Et depuis vendredi, les négociations portent sur plusieurs éléments qui se rapportent à ce marché carbone :

  • Sa structure propre d’abord ;
  • La création d’un marché distinct pour couvrir le transport routier et les bâtiments (SEQE2) ;
  • Un fonds social pour le climat (SCF) destiné à protéger les ménages vulnérables de la hausse des prix du carburant causée par le SEQE2 et à les aider à financer des investissements dans les technologies vertes ;
  • Un nouveau prélèvement à la frontière du carbone pour remplacer un système très critiqué dans le cadre du SEQE qui accorde des permis de pollution au CO2 gratuits à certaines industries lourdes.

Toutes ces propositions sont liées entre elles, ce qui multiplie les points d’achoppement et complexifie les échanges.

Malgré cela, « l’atmosphère a été en général très optimiste et constructive des deux côtés », a déclaré Emma Wiesner, eurodéputée suédoise Renew Europe qui représente son groupe dans les négociations.

« Cependant, il nous reste encore de nombreuses pièces du puzzle à résoudre », confie-t-elle à EURACTIV.

Conclusions partielles sur le fonds social

Ainsi vendredi, les négociateurs ont clos rapidement les discussions sur le SCF qui ne pouvaient pas être menées à leur terme sans aborder les négociations sur marché principal SEQE et l’SEQE2, notamment pour ses aspects les plus importants : étendue, enveloppe et délais.

Selon M. Liese, qui s’est entretenu avec des journalistes vendredi après-midi, le Parlement européen et le Conseil se sont éloignés de leur mandat initial, mais de nombreux aspects controversés demeurent, notamment la réduction globale des émissions qui devrait être réalisée dans le cadre du SEQE.

Les parties ne s’accordent pas non plus sur le moment de la suppression progressive des quotas gratuits de CO2 — destinés à empêcher les industries européennes de délocaliser vers des endroits où les émissions sont moins chères — et de leur remplacement par la taxe carbone aux frontières (MACF), qui a été approuvée plus tôt cette semaine.

En ce qui concerne le SEQE2, le Parlement européen ne souhaite pas pour le moment y inclure les ménages avant 2029. Si cette date est toutefois avancée comme le souhaitent la Commission et les États membres, certaines conditions doivent être remplies, notamment une augmentation de l’enveloppe du SCF plus important grâce à un cofinancement partiel des pays de l’UE, selon M. Liese.

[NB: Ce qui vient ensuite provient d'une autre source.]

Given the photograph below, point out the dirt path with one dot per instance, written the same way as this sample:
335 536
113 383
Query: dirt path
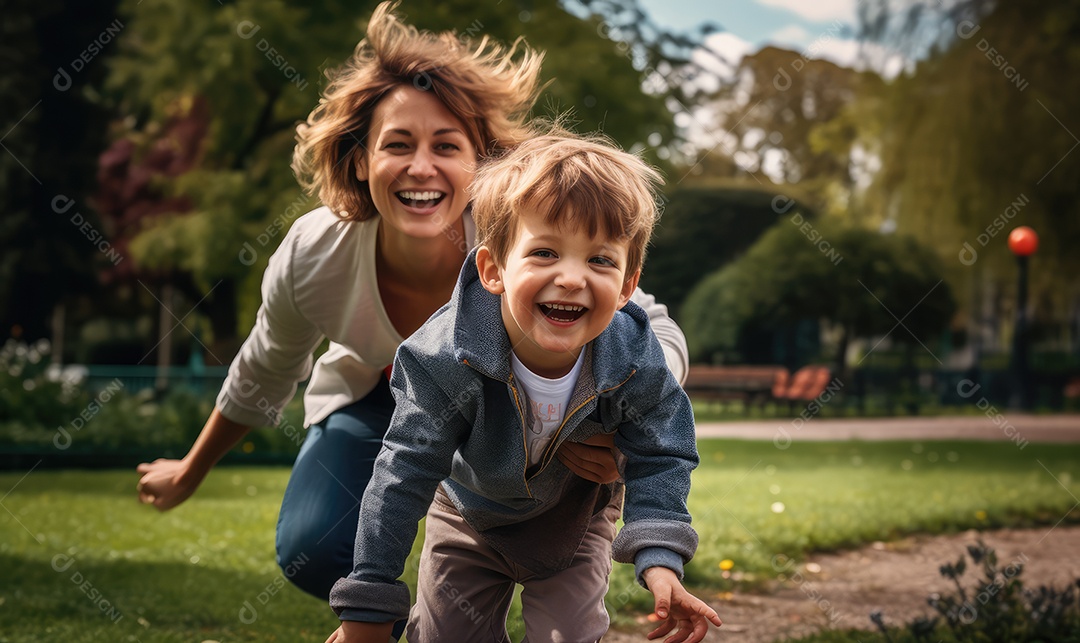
894 577
994 425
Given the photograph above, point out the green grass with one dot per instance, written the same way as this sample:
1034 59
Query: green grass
186 575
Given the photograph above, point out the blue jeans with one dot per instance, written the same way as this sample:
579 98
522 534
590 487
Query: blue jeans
316 526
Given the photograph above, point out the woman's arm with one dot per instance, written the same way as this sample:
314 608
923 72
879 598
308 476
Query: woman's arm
667 332
166 483
261 379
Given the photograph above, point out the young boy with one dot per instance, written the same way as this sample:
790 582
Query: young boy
538 345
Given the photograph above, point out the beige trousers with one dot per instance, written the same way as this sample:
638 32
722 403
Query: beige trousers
464 587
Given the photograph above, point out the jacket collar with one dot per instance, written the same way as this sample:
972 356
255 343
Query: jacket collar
481 339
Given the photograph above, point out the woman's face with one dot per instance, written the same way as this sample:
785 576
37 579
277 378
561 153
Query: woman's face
418 163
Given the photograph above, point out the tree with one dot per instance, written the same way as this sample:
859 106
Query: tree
861 281
255 66
51 132
980 138
770 111
704 226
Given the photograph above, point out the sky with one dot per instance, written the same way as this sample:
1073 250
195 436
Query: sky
819 28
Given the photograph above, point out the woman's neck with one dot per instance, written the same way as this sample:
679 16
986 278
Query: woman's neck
421 263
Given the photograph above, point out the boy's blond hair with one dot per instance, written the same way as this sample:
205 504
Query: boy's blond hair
487 86
576 182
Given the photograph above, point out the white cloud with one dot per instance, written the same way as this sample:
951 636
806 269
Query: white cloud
792 35
818 11
729 47
858 55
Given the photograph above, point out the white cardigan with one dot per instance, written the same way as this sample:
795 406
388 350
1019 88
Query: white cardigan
321 282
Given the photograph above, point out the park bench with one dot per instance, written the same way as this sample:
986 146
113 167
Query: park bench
756 385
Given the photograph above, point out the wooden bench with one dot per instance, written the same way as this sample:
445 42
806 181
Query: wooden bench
756 384
723 384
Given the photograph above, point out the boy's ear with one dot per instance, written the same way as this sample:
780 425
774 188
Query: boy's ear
489 273
629 286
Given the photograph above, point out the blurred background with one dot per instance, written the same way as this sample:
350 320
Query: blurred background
842 178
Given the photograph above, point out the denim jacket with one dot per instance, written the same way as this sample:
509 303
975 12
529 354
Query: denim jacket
459 422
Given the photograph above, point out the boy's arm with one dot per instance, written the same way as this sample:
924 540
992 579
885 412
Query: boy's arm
657 436
417 454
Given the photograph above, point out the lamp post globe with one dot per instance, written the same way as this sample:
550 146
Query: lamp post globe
1023 241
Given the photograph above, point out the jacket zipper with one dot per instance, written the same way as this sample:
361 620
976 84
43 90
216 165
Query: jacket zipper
545 459
521 414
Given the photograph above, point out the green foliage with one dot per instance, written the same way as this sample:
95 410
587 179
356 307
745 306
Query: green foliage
858 279
49 412
258 67
30 396
997 607
981 123
703 227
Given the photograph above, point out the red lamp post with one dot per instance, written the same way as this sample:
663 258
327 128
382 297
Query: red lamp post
1023 242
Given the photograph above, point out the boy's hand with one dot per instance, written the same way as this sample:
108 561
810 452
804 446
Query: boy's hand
592 459
678 608
352 631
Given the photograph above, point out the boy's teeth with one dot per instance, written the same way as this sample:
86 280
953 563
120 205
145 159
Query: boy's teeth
426 196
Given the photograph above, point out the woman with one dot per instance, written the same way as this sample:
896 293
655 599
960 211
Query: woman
390 150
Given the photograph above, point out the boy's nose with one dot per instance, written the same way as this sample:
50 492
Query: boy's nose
570 279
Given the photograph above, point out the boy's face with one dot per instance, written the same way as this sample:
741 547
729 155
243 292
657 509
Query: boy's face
559 290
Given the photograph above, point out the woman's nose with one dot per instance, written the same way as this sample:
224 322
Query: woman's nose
422 165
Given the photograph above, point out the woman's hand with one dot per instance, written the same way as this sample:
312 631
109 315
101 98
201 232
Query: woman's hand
593 459
166 483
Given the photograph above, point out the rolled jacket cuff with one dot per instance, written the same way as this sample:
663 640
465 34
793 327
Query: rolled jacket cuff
378 602
657 557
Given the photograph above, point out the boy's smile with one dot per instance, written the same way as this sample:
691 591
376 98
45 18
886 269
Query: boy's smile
559 290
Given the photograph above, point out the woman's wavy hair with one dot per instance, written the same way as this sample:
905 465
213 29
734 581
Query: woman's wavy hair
489 88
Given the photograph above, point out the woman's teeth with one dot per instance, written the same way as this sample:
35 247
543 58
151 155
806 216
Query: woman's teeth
420 198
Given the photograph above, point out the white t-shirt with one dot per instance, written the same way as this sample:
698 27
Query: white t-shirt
545 401
321 282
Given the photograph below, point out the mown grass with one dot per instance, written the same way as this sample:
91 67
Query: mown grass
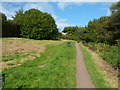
58 71
96 77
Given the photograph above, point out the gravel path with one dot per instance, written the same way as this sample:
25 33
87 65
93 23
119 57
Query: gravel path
82 76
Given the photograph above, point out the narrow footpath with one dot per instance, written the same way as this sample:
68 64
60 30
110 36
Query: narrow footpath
82 76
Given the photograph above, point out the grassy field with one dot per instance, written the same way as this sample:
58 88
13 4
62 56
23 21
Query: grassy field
55 67
97 78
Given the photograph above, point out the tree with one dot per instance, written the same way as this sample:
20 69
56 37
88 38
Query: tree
3 16
36 24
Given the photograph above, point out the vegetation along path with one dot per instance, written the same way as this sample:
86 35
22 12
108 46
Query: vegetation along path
83 78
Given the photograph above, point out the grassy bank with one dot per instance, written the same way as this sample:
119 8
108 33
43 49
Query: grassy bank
55 68
93 70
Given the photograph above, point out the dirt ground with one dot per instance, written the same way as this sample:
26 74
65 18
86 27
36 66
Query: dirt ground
82 77
15 46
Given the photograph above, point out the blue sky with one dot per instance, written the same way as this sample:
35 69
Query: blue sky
64 13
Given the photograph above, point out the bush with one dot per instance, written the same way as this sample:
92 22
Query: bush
37 25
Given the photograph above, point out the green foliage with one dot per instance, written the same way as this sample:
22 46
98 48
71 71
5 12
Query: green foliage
59 70
10 29
109 53
94 71
36 24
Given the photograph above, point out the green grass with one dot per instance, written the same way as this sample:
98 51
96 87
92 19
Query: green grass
16 56
59 70
97 78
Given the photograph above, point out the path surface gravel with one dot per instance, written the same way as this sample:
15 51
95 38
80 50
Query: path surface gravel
82 76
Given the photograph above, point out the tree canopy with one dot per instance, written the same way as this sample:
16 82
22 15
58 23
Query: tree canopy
36 24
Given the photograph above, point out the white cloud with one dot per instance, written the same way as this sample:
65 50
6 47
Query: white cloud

Un accord final dimanche ?

Selon Mme Wiesner, samedi (17 décembre) « sera le jour de l’SEQE2 ».

« Je suppose que cela mettra sensiblement plus de pression sur les deux équipes de négociation et créera plus de tensions », a-t-elle déclaré à EURACTIV.

Il n’est pas encore certain que les parties puissent trouver un accord samedi ou que les discussions se prolongent jusqu’à dimanche.

« Rien n’est résolu tant que nous n’avons pas un paquet complet et, avec autant de points ouverts », a déclaré Mme Wiesner qui s’attend tout de même à rentrer en Suède pour Noel dès dimanche (18 décembre).